Die Assad-Beraterin Shaaban übt zudem scharfe Kritik an den Widersprüchlichkeiten der westlichen Außenpolitik: „Die widersprüchlichen Aussagen aus dem Westen sind gelinde gesagt rätselhaft. Selbst wenn er (US-Außenminister John Kerry) sagt, dass die USA keinen Regimewechsel suchen, sagt die amerikanische UN-Botschafterin (Samantha Powers), das Präsident Assad gehen muss. Kerry gab eine Erklärung im Sicherheitsrat ab, wonach er sich mit Russland darauf geeinigt habe, dass das syrische Volk über sein Schicksal und seine Regierung entscheiden soll. Doch dann kommt Obama und sagt: ,Nein! Präsident Assad muss gehen‘.“

Von 2011 bis Mai 2014 haben Russland sowie China viermal Vetos gegen anti-syrische Resolutionen des UN-Sicherheitsrats eingelegt.

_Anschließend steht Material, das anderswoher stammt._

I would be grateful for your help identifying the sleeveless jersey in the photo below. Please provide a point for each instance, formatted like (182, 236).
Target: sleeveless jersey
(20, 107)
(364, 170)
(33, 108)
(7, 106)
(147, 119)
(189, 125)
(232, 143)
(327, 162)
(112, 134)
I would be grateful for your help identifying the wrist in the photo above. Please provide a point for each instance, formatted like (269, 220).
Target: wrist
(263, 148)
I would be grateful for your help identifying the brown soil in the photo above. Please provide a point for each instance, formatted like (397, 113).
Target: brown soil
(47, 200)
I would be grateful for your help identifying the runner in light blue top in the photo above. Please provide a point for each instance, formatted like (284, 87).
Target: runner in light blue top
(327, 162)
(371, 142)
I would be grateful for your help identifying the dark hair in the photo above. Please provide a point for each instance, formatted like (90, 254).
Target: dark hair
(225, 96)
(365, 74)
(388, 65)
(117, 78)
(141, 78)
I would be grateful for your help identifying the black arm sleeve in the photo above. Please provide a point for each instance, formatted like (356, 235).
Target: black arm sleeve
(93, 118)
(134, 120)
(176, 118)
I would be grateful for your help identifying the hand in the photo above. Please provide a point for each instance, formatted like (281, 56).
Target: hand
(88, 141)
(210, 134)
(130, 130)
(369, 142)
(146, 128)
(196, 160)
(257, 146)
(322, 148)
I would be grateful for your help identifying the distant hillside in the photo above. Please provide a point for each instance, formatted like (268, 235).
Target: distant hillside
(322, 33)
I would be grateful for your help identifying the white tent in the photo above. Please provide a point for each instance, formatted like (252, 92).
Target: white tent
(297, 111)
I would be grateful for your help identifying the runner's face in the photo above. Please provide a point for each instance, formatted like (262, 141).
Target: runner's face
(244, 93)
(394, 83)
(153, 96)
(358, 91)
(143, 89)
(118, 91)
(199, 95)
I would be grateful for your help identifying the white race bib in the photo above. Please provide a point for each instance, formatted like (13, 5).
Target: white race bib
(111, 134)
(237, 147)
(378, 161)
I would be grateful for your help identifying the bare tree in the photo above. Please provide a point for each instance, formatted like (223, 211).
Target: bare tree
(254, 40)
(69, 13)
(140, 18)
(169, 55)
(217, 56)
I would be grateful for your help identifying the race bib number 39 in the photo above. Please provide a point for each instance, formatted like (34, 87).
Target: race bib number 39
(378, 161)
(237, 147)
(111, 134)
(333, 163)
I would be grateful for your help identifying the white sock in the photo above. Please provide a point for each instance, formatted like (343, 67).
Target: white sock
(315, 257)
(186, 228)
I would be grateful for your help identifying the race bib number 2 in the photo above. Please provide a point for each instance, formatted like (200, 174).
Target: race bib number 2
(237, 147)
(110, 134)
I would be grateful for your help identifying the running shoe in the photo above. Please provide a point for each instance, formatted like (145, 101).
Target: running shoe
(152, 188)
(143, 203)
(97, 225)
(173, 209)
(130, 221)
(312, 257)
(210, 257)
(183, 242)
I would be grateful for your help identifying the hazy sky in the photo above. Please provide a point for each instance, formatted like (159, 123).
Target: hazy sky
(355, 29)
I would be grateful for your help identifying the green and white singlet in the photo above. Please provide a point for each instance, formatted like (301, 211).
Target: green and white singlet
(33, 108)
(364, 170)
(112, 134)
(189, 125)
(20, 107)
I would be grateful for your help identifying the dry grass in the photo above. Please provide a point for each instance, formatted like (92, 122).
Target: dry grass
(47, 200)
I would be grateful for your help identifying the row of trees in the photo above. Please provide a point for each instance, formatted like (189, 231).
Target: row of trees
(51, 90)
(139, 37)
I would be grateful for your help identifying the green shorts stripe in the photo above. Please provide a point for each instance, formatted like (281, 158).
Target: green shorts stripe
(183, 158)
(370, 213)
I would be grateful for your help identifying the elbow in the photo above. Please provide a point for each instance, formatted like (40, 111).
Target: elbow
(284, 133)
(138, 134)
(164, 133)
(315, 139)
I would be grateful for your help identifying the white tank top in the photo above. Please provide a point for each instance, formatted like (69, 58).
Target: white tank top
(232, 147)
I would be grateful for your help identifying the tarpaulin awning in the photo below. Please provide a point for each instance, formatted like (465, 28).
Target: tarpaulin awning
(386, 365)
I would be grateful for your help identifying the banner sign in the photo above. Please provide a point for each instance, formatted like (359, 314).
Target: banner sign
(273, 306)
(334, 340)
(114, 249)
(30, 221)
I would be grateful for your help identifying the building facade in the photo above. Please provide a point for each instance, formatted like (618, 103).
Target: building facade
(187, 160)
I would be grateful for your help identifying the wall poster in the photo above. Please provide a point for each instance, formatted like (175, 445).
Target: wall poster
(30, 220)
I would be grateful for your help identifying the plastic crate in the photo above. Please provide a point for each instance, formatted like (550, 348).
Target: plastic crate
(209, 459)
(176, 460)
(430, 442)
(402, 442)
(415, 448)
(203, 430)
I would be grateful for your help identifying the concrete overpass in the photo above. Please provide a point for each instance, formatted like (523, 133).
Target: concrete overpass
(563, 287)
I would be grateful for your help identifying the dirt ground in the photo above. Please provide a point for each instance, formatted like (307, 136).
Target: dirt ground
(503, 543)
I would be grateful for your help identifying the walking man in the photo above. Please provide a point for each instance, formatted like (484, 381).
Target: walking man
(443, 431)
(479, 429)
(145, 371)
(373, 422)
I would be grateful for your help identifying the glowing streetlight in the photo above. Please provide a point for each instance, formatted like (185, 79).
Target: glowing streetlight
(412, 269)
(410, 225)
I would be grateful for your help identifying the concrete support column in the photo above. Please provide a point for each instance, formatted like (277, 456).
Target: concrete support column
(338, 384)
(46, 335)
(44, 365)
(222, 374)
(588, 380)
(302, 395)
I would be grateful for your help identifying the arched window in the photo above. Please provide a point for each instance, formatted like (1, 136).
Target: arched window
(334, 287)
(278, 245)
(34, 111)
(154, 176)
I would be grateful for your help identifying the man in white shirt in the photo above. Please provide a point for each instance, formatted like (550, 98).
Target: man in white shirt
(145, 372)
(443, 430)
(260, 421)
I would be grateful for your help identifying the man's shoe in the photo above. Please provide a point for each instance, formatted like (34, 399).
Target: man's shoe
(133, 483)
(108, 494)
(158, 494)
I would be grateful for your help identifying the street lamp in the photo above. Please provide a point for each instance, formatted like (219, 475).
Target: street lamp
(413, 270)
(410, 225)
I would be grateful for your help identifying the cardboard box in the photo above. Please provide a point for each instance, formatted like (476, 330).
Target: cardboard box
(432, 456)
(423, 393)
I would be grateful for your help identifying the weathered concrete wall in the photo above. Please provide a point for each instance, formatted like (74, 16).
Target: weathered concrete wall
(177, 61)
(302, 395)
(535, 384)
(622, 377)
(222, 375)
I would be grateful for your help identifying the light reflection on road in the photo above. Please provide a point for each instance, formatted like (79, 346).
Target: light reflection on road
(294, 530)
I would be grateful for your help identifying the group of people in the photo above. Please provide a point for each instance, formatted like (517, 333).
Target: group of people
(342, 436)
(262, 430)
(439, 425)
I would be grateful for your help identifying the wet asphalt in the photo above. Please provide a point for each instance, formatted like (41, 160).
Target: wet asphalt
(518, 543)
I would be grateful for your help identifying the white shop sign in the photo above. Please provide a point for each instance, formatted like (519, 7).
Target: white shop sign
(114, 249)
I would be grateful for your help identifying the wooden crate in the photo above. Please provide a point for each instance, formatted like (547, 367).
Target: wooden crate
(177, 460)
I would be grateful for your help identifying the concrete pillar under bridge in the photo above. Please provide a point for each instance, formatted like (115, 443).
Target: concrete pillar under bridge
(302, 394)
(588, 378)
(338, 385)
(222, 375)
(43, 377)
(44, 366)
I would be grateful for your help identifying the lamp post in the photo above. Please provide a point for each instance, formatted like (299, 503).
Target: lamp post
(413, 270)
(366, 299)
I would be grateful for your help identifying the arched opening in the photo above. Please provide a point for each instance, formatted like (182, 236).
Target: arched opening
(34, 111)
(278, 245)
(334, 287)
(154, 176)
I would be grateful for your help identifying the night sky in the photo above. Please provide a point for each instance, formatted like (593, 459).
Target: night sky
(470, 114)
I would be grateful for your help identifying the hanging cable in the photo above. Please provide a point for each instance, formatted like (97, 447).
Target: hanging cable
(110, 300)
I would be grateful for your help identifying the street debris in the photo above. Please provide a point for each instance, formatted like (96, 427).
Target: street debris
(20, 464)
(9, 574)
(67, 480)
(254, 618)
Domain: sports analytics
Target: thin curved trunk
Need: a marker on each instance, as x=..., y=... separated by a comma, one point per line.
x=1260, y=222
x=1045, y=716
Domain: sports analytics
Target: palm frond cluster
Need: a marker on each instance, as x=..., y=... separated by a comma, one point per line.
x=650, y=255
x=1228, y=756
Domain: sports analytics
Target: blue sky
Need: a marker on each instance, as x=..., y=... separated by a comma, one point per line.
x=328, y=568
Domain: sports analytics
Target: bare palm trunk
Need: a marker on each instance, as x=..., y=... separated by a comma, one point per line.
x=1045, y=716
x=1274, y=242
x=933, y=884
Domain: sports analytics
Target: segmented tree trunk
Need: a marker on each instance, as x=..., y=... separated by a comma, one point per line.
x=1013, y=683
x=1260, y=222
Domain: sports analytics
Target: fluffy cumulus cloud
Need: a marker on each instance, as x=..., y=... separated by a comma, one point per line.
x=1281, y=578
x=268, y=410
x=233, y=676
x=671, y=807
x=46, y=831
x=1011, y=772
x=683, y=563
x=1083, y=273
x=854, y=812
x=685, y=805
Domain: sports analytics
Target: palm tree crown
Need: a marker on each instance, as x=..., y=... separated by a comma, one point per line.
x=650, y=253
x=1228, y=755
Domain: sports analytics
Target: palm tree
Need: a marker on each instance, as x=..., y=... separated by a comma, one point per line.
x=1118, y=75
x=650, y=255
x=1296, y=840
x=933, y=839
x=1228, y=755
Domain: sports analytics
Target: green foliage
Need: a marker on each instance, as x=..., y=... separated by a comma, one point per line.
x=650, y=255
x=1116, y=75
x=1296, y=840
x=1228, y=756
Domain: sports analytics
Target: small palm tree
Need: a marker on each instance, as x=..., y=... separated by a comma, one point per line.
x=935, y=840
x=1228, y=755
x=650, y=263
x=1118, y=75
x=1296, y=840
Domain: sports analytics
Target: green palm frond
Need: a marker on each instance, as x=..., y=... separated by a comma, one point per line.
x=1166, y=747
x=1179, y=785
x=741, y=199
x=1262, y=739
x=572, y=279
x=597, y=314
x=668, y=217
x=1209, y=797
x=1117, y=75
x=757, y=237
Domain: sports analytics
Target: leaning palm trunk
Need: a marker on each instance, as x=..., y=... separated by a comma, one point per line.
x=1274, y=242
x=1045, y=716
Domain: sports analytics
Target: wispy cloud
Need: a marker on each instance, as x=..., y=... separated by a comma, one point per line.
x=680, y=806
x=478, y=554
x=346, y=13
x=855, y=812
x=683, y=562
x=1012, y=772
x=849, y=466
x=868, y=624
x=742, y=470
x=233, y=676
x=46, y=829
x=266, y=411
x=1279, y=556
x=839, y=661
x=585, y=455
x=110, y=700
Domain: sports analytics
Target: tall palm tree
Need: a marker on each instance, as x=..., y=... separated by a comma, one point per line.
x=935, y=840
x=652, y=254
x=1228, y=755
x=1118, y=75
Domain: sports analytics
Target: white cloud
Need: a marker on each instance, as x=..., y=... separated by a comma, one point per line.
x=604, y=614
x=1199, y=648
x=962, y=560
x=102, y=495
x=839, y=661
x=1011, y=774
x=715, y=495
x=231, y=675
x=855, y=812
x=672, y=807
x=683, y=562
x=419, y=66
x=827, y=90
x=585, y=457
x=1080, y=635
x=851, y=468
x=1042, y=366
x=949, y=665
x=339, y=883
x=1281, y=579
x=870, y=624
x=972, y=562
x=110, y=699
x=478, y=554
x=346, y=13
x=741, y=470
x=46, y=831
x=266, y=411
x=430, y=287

Shaaban: „Niemand spricht über die Granaten, die unsere Städte und Zivilisten treffen. Diese Raketen treffen unsere Schulen, unsere Krankenhäuser und Menschen auf der Straße. Sie zielen nicht auf die Armee. Viele Länder besitzen die Technologie, die diese Granaten und Raketen aufspüren und Menschenleben retten könnten.  Doch aufgrund der Sanktionen gegen Syrien wird uns niemand diese Technologie geben.“

Im Jahr 2011 verhängten die USA und die EU harte Sanktionen gegen Syrien. „Innerhalb eines Zeitraums von weniger als einem Jahr kulminierte diese Strategie dann allerdings in einer an Umfang und Vielfältigkeit kaum je dagewesenen Sanktionierung eines Landes“, berichtet die Bundeszentrale für politische Bildung (Bpb). Nahezu alle Bildungs-, Gesundheits- und sozialen Einrichtungen des Landes sind mittlerweile zerstört oder nicht mehr nutzbar. Die BpB berichtet, dass der Erfolg der Sanktionen ausgeblieben ist. Besonders fatal für die syrische Zivilbevölkerung soll der Umstand gewesen sein, dass viele der Sanktionssender „über die Sanktionen hinaus andere, militärische und/oder finanzielle Mittel“ einsetzten, um ihre Interessen in Syrien durchzusetzen.